Should Students Work While Enrolled in School? (2023)

In today's educational landscape, the question of whether students should work while enrolled in school has become a topic of debate. On one hand, economic theory suggests that working alongside academic study could smooth the transition from school to work. On the other hand, work could potentially detract from study time and harm academic outcomes. To shed light on this issue, we will explore the effects of working while in school on labor and education outcomes, drawing insights from a recent study conducted in Uruguay [[SOURCE 1]].

Effects on Labor Outcomes

The study examined the impact of a work-study program offered by lottery in Uruguay. The program targeted students aged 16 to 20, offering them a part-time job in state-owned companies. The results showed that during the year of the program, earnings of treated participants more than doubled compared to the control group. Although participants were not allowed to keep their jobs in program firms after the program ended, their average earnings soon converged to that of the control group in the following year. However, the earnings effect of the program became statistically significant two years after its completion and continued to grow over time. On average, the program participants earned $285 more than comparable youth in the control group, representing a 9% increase in earnings [[SOURCE 1]].

Effects on Education Outcomes

While the work-study program provided participants with valuable work experience, it also had positive effects on their education outcomes. During the program year, the program conditionality on enrollment led to a 12-percentage-point increase in school retention compared to the control group. Even after the program ended and the enrollment requirement was no longer in effect, the post-program enrollment rates remained higher within the treatment group. Over the two years following the program, the enrollment rate of treated youth was between two and three percentage points higher than the control group's enrollment rate of 56%. This suggests that working while in education does not crowd out future school investment but instead provides evidence for "crowding in" [[SOURCE 1]].

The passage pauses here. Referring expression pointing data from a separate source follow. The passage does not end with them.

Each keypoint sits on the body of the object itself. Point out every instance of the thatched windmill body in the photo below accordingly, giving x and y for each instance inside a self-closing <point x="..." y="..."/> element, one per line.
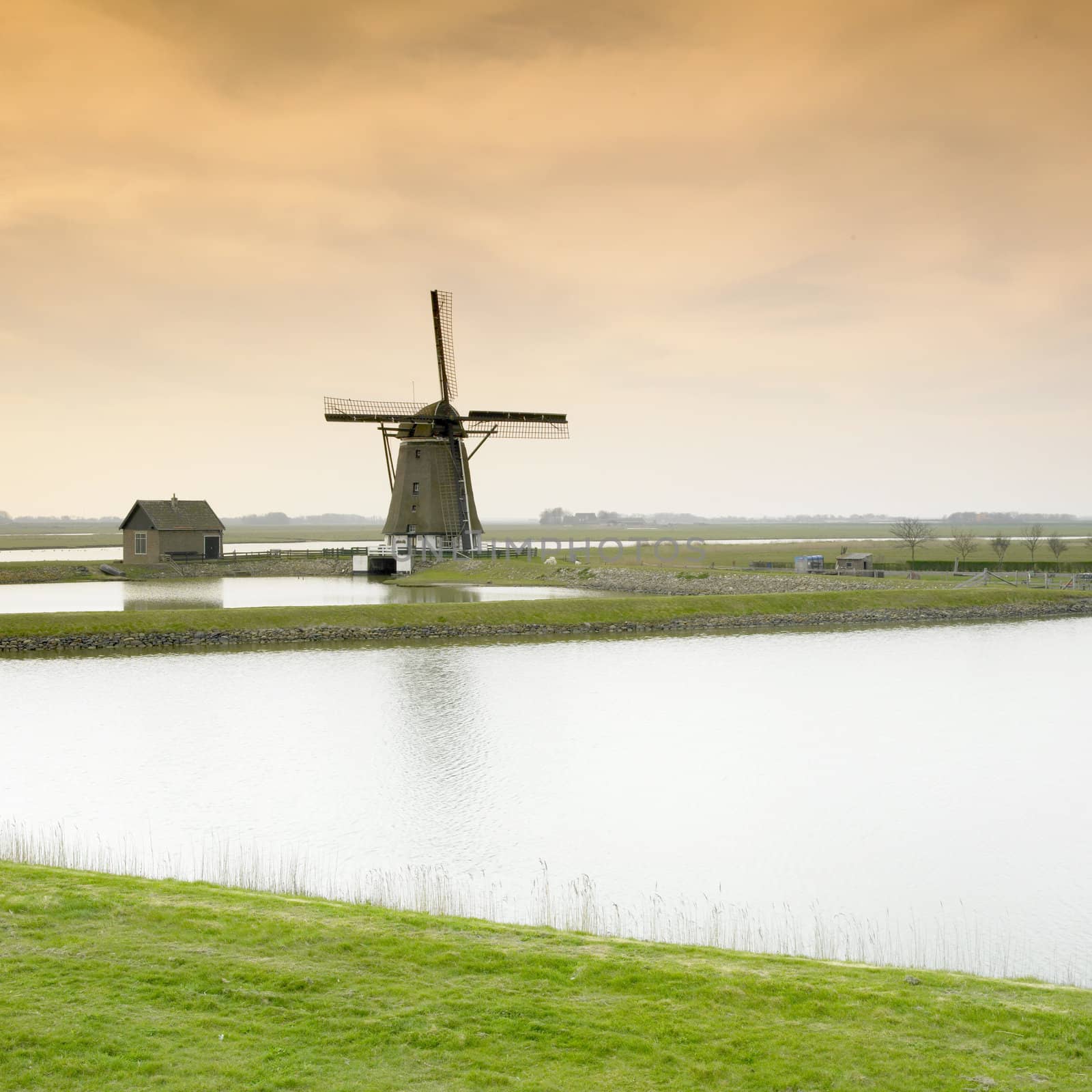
<point x="431" y="497"/>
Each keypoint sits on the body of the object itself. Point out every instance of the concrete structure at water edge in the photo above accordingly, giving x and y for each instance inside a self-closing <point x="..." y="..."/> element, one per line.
<point x="855" y="562"/>
<point x="156" y="531"/>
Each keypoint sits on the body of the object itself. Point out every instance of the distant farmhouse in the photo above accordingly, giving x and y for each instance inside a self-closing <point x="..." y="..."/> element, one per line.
<point x="183" y="529"/>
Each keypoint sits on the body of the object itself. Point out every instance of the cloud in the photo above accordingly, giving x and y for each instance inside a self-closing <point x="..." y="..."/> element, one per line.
<point x="629" y="200"/>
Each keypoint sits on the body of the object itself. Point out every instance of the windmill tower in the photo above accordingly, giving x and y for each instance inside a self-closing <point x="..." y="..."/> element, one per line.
<point x="431" y="496"/>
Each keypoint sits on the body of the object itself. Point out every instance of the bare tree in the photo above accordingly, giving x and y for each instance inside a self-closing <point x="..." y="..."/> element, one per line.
<point x="1057" y="546"/>
<point x="913" y="533"/>
<point x="964" y="544"/>
<point x="1001" y="546"/>
<point x="1032" y="536"/>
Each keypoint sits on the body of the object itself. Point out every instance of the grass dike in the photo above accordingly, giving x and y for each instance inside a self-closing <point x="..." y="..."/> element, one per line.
<point x="599" y="614"/>
<point x="112" y="982"/>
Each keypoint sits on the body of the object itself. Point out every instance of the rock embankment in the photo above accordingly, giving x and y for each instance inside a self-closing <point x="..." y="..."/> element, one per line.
<point x="648" y="580"/>
<point x="875" y="616"/>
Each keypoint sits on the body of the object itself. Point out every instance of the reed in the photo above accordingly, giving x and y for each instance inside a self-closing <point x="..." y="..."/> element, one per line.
<point x="949" y="940"/>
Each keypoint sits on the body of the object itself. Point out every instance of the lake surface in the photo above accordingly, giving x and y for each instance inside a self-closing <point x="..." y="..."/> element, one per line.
<point x="606" y="555"/>
<point x="919" y="793"/>
<point x="251" y="592"/>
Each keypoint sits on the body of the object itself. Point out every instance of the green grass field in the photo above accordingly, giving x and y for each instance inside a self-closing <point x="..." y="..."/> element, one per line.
<point x="112" y="983"/>
<point x="31" y="536"/>
<point x="571" y="612"/>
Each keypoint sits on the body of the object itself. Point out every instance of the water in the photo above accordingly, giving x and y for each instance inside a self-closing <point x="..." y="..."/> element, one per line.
<point x="114" y="553"/>
<point x="933" y="781"/>
<point x="250" y="592"/>
<point x="607" y="553"/>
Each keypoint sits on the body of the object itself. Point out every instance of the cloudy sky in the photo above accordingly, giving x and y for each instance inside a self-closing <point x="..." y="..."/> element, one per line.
<point x="790" y="257"/>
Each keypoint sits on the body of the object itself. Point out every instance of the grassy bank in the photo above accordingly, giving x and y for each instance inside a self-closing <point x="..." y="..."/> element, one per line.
<point x="573" y="612"/>
<point x="115" y="983"/>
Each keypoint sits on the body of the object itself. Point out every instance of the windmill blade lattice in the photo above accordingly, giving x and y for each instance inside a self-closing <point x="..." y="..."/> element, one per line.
<point x="445" y="344"/>
<point x="518" y="426"/>
<point x="371" y="411"/>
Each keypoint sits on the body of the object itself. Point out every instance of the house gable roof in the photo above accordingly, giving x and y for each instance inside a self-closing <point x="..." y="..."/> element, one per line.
<point x="177" y="516"/>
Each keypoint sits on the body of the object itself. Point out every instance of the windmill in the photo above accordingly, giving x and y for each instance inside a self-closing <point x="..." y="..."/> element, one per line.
<point x="431" y="497"/>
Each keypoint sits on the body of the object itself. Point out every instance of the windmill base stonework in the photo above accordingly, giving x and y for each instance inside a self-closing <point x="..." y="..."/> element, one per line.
<point x="431" y="497"/>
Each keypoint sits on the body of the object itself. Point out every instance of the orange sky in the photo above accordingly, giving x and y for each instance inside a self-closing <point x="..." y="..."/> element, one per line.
<point x="770" y="258"/>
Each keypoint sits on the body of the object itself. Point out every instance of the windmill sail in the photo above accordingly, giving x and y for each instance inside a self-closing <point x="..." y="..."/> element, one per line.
<point x="431" y="495"/>
<point x="445" y="344"/>
<point x="518" y="426"/>
<point x="355" y="410"/>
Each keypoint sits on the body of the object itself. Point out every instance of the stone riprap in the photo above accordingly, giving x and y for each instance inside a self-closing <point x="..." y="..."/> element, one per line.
<point x="76" y="642"/>
<point x="649" y="580"/>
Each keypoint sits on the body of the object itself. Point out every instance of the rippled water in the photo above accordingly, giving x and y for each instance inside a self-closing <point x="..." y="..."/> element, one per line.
<point x="250" y="592"/>
<point x="931" y="780"/>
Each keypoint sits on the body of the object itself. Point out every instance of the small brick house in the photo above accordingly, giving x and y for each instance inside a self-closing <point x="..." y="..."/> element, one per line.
<point x="855" y="562"/>
<point x="175" y="528"/>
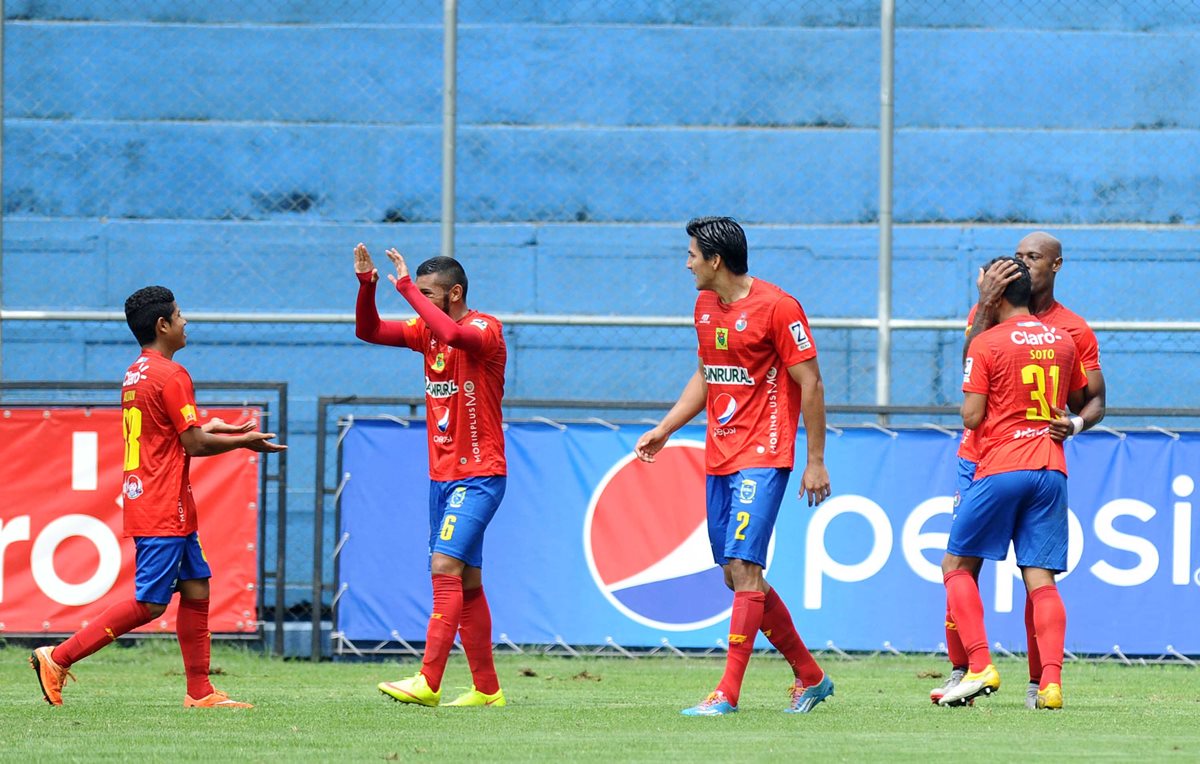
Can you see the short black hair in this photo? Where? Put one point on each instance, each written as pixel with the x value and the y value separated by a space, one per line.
pixel 448 270
pixel 721 236
pixel 144 307
pixel 1018 293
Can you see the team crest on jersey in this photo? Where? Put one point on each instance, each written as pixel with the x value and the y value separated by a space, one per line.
pixel 442 417
pixel 132 487
pixel 747 491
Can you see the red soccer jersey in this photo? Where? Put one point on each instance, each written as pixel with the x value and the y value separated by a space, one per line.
pixel 462 399
pixel 1024 367
pixel 157 403
pixel 754 404
pixel 1086 347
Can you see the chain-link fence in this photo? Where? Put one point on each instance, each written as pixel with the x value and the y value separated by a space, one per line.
pixel 237 151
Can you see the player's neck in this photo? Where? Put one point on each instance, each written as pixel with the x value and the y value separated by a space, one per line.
pixel 1008 311
pixel 732 288
pixel 1042 302
pixel 165 352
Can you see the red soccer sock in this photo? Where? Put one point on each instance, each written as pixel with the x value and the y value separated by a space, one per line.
pixel 475 632
pixel 195 643
pixel 1050 620
pixel 966 607
pixel 780 631
pixel 958 654
pixel 1031 639
pixel 113 623
pixel 744 626
pixel 443 626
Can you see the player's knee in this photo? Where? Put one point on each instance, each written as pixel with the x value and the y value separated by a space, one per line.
pixel 447 565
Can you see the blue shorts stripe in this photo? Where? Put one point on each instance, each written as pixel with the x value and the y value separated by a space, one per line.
pixel 162 561
pixel 742 511
pixel 1026 507
pixel 460 511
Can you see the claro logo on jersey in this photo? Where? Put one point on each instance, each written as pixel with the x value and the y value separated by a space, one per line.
pixel 646 541
pixel 1045 337
pixel 441 389
pixel 727 376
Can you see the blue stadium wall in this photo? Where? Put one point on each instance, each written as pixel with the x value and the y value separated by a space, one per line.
pixel 87 226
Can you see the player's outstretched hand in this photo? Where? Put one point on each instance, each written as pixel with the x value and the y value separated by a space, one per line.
pixel 1060 426
pixel 262 443
pixel 649 444
pixel 217 426
pixel 815 482
pixel 991 283
pixel 397 259
pixel 363 263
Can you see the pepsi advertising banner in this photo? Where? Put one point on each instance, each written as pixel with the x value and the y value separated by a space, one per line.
pixel 589 543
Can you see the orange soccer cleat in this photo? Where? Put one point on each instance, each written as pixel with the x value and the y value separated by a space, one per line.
pixel 217 699
pixel 49 674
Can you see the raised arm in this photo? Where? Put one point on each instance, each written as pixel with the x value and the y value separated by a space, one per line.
pixel 198 441
pixel 367 325
pixel 444 328
pixel 991 284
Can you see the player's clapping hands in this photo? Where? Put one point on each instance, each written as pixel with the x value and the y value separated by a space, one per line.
pixel 991 283
pixel 397 259
pixel 649 444
pixel 815 483
pixel 217 426
pixel 363 263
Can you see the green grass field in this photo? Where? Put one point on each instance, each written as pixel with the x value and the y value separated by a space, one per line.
pixel 127 705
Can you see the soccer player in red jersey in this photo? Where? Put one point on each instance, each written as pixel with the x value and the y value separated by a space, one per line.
pixel 757 374
pixel 465 356
pixel 162 433
pixel 1042 253
pixel 1018 378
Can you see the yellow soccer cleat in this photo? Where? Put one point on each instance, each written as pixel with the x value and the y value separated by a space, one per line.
pixel 972 686
pixel 474 697
pixel 49 674
pixel 1050 697
pixel 216 699
pixel 413 690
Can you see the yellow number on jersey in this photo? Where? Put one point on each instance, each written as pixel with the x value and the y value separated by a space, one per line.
pixel 131 429
pixel 448 527
pixel 1036 376
pixel 744 519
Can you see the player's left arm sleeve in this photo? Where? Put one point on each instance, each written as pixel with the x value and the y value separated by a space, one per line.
pixel 468 337
pixel 790 334
pixel 808 376
pixel 179 398
pixel 976 384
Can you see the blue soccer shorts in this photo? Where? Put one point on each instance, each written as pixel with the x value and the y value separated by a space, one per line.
pixel 1027 507
pixel 742 511
pixel 963 480
pixel 162 561
pixel 460 511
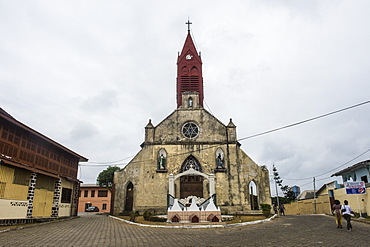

Decomposition of Earnings Effect

To understand the relative contributions of work experience and education to the earnings effect, a decomposition exercise was conducted. The results showed that the increase in work experience accounted for 50% of the earnings effect, while the increase in education accounted for 20%. The contribution of work experience was driven by both quantity and price effects. Although the increase in work experience led to higher earnings, the returns to experience were lower in the treatment group compared to the control group. This suggests that working while in school increased productivity. Additionally, the study found that program participants were more likely to engage in activities such as reading, writing, and using computers, indicating that they were "learning on the job" [[SOURCE 1]].


The findings of the study support the further development of work-study programs as a means of enhancing both labor and education outcomes for students. The positive effects on earnings and enrollment rates highlight the potential benefits of combining work experience with academic study. However, it is important to consider the specific features of the program assessed in the study, such as the provision of high-quality jobs compatible with schooling and the conditionality on enrollment. These factors may have contributed to the success of the program and should be taken into account when implementing similar initiatives in different contexts [[SOURCE 1]].

In summary, the empirical evidence suggests that working while enrolled in school can have positive effects on both labor and education outcomes. By acquiring valuable work experience, students can enhance their skills, signal their productivity to employers, and secure funding for their studies. Moreover, working while in school does not appear to negatively impact academic performance or future school investment. These findings provide valuable insights for policymakers and educators as they consider the role of work-study programs in supporting students' transition from school to work [[SOURCE 1]].